Бахман не брал в рот ни капли спиртного, коньяка — тем более, сравнение цен на пиджак и коньяк его не убедило, так и ушел с пустыми руками… Зато ни у кого не одолжался и мать не затруднял…

— Гани-баба! — закричал кто-то писклявым голоском.

Бахмаи выглянул во двор; толстый мальчишка лет десяти — двенадцати, стоя в воротах лицом к веранде Гани-киши, громко и монотонно, словно звал глухого, продолжал кричать:

— Гани-баба-а-а! Гани-баба-а-а!

Открылась дверь веранды; Гани-киши медленно, осторожно спустился во двор.

— Чего тебе, сынок?

— Я пришел за копилкой, Гани-баба. Вы сказали, что сегодня будет готова.

— Копилка?!

Мальчик решил, что старик забыл про нее.

— Вы меня не узнали, Гани-баба? Позавчера мы с товарищем приходили. Вы сказали, что сделаете мне такую копилку, как у него… Вот я и деньги принес. Мальчик вынул из кармана брюк рубль. — .Вот, возьмите.

— Помню, помню, сынок. Все помню.
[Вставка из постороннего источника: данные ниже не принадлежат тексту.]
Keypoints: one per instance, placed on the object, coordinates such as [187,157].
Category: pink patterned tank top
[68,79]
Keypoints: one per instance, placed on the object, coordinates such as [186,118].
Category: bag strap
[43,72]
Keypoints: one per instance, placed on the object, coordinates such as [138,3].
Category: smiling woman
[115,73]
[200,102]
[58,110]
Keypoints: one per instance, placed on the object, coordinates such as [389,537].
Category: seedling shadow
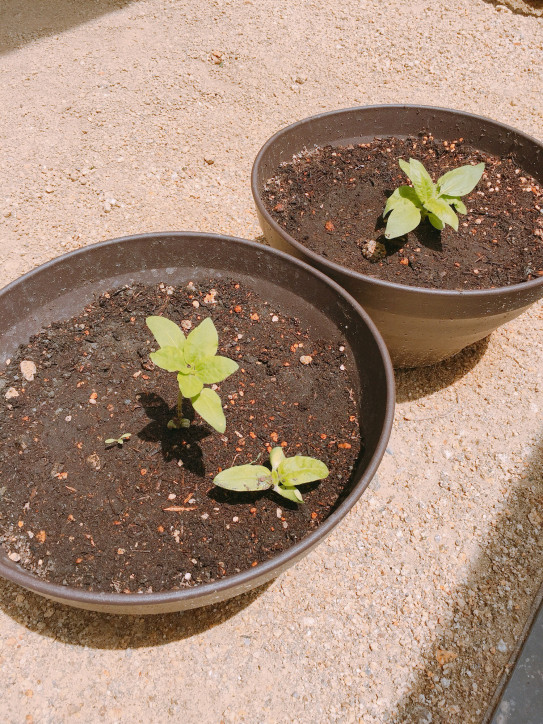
[180,445]
[425,235]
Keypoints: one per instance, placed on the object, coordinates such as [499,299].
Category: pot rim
[263,571]
[338,269]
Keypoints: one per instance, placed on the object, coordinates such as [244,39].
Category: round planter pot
[420,326]
[61,288]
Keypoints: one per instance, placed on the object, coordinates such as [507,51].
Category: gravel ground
[121,117]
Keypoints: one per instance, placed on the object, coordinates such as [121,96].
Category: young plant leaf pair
[196,362]
[284,476]
[409,205]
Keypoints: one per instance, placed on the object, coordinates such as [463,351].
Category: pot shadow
[113,631]
[24,21]
[181,445]
[484,630]
[415,382]
[520,7]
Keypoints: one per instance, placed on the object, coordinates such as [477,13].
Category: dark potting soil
[331,200]
[145,515]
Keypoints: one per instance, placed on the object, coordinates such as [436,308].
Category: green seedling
[409,205]
[284,476]
[119,440]
[196,362]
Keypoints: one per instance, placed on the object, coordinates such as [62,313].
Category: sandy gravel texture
[125,117]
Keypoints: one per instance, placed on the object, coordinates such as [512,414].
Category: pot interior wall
[361,125]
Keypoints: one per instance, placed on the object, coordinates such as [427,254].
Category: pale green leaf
[215,369]
[166,332]
[244,478]
[300,470]
[190,385]
[420,178]
[443,211]
[276,457]
[396,198]
[436,223]
[168,358]
[289,493]
[208,405]
[404,218]
[201,342]
[460,181]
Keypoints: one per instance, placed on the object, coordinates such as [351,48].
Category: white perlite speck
[28,369]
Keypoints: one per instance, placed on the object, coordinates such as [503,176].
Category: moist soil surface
[145,515]
[331,200]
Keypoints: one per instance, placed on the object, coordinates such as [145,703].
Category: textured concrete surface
[522,698]
[121,117]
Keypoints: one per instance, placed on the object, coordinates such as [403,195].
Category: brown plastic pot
[420,326]
[59,289]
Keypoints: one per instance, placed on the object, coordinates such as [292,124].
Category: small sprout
[284,476]
[120,440]
[196,362]
[409,205]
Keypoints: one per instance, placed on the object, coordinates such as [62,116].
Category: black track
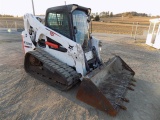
[51,70]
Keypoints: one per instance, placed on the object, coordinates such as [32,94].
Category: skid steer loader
[63,52]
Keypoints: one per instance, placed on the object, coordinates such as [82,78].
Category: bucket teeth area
[115,87]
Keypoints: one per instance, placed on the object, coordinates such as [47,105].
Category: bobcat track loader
[63,52]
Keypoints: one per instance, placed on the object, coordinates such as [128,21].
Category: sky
[20,7]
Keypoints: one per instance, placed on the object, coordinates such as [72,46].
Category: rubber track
[53,64]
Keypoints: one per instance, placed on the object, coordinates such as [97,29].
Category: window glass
[80,22]
[58,21]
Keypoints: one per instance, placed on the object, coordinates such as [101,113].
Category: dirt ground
[23,97]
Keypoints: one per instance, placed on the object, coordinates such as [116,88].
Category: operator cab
[72,21]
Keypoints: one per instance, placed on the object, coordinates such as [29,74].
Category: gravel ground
[24,98]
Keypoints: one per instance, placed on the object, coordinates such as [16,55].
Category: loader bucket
[105,87]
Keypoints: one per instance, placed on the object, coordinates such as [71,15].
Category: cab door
[157,39]
[152,32]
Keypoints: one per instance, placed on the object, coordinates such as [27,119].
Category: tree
[111,14]
[97,18]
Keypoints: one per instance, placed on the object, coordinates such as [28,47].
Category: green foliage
[111,14]
[97,18]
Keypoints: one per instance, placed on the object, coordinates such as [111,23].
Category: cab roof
[70,8]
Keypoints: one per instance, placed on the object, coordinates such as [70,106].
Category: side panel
[95,42]
[26,42]
[157,40]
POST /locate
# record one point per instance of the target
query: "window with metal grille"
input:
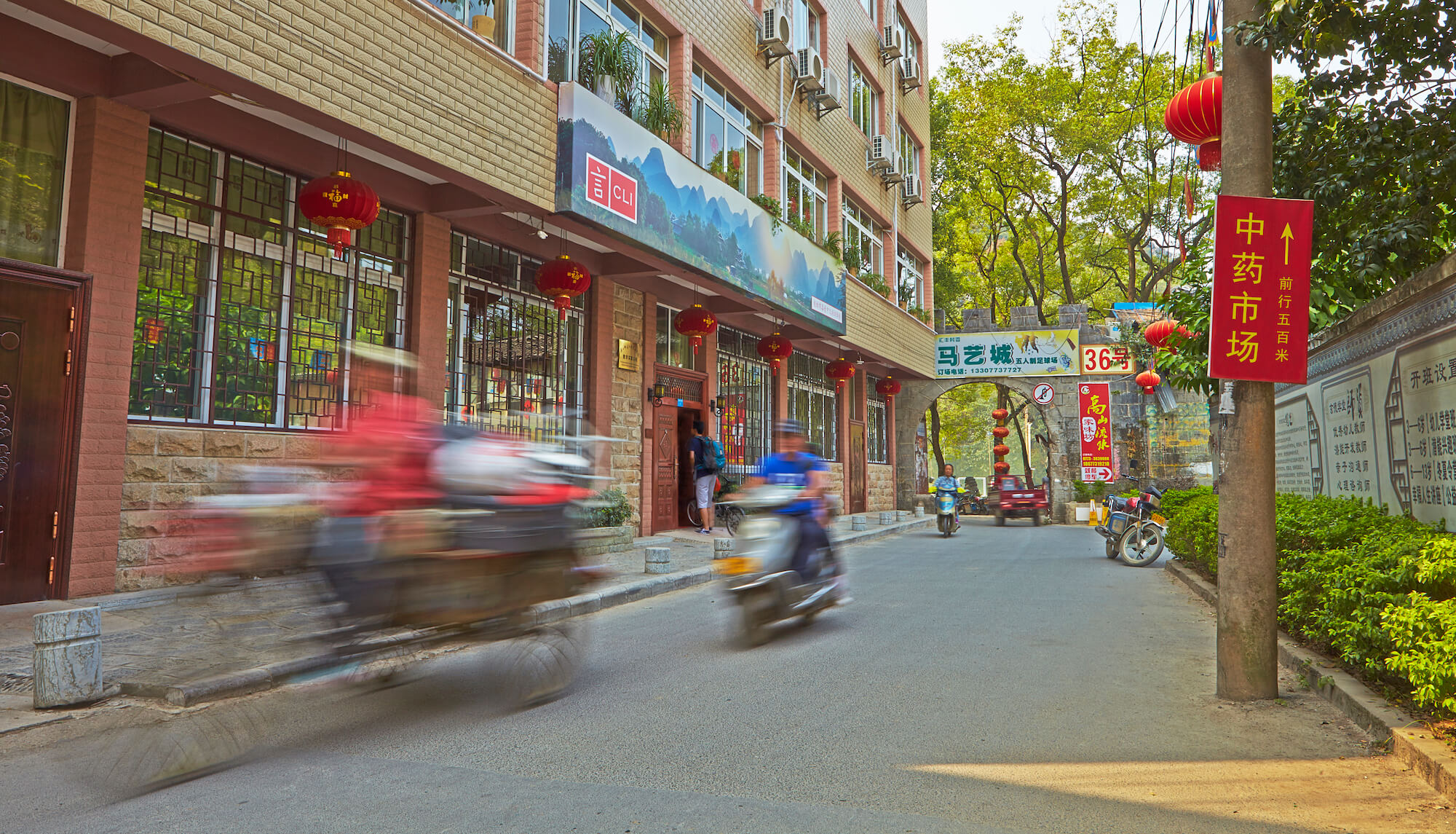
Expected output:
(242, 310)
(515, 366)
(745, 428)
(815, 403)
(877, 426)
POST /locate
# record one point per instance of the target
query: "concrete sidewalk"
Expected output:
(202, 642)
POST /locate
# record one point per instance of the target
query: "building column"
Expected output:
(430, 308)
(104, 238)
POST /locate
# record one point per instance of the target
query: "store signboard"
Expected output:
(614, 173)
(1013, 353)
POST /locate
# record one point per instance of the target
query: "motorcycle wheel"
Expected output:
(1142, 546)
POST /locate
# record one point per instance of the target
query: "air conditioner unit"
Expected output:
(809, 71)
(774, 33)
(909, 75)
(890, 46)
(880, 154)
(911, 190)
(832, 97)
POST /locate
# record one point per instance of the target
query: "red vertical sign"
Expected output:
(1260, 318)
(1096, 430)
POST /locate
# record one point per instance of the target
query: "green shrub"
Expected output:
(1193, 532)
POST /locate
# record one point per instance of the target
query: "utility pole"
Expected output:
(1249, 569)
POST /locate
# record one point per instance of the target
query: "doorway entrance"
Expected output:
(40, 353)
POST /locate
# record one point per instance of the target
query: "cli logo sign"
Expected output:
(611, 189)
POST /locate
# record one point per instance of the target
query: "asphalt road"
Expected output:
(1005, 680)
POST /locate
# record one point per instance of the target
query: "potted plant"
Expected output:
(660, 113)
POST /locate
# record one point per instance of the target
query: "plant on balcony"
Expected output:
(660, 113)
(772, 208)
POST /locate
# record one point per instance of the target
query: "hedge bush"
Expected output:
(1377, 589)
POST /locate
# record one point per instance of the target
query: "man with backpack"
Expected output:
(708, 458)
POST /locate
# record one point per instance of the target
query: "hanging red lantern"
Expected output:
(561, 280)
(889, 387)
(841, 371)
(1196, 116)
(777, 349)
(1148, 381)
(341, 205)
(695, 323)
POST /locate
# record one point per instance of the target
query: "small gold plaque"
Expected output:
(628, 355)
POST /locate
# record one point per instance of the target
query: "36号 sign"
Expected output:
(1107, 359)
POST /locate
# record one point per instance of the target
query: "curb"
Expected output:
(1407, 738)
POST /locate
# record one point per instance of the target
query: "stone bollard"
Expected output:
(659, 560)
(66, 666)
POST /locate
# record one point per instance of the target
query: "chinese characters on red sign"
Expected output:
(611, 189)
(1096, 430)
(1260, 326)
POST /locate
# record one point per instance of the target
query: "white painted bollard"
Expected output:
(659, 560)
(66, 666)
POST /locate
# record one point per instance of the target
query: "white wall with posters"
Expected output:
(1378, 417)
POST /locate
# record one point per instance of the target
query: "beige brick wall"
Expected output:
(627, 400)
(170, 467)
(391, 68)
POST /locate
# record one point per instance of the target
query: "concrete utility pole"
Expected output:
(1249, 569)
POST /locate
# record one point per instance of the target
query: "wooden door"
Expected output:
(858, 467)
(37, 417)
(665, 476)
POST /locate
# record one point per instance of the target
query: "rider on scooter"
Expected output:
(796, 467)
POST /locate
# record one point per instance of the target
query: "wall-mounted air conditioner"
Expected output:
(774, 34)
(809, 71)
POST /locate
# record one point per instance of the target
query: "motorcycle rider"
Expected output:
(796, 467)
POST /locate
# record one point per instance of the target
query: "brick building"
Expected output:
(167, 314)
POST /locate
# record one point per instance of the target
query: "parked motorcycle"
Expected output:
(1135, 531)
(759, 575)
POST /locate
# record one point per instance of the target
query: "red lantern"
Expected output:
(1158, 333)
(341, 205)
(1196, 116)
(563, 280)
(889, 388)
(1148, 381)
(777, 349)
(839, 371)
(695, 323)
Сказал, что сделаю, да вот не выполнил обещания.

— Но вы сказали, чтобы я сегодня пришел.

— Да, сынок, сказал и сегодня утром должен был закончить твою копилку, да вот еще и другие дела набежали, тоже должен был сделать, а вечером мне нездоровилось, ведь я стар уже, сынок, да еще, на беду, проспал сегодня… Давай так договоримся: приходи послезавтра и забирай свою копилку. Я тебе самую лучшую сделаю, еще лучше, чем у твоего товарища. Договорились?

Мальчик важно кивнул, сунул рубль в карман штанишек и, попрощавшись, ушел.
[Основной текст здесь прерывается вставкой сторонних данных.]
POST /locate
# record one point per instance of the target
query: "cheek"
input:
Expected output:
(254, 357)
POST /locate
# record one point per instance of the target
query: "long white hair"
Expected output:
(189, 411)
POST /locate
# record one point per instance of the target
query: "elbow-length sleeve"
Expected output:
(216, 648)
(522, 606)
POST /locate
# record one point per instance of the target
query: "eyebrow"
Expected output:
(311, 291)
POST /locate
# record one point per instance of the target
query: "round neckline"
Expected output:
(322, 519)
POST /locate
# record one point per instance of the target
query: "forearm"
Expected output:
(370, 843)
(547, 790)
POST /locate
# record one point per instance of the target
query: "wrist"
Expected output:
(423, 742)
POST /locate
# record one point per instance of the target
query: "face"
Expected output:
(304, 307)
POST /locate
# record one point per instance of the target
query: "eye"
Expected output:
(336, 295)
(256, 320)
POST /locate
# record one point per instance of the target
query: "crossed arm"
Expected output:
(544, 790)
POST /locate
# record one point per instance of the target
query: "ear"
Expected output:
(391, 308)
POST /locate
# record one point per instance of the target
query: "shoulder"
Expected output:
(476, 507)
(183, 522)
А Гани-киши помрачнел, сгорбился еще больше. Он не привык обманывать и терпеть не мог мастеров, которые гоняют клиентов без конца, всегда вовремя выполнял заказы и не краснел ни перед кем, а вот мальчика невольно пришлось обмануть…

Присев на ступеньку веранды, Гани-киши закурил и, посасывая сигарету, смотрел на выводок котят, игравших вокруг своей матери. Кругленькие пушистые котята ползали по ней, кувыркались, наскакивали друг на друга. Время от времени они замирали и оглядывались. Нет, все спокойно, им ничто не грозит, да и мать не тревожится — и они снова принимались за свое.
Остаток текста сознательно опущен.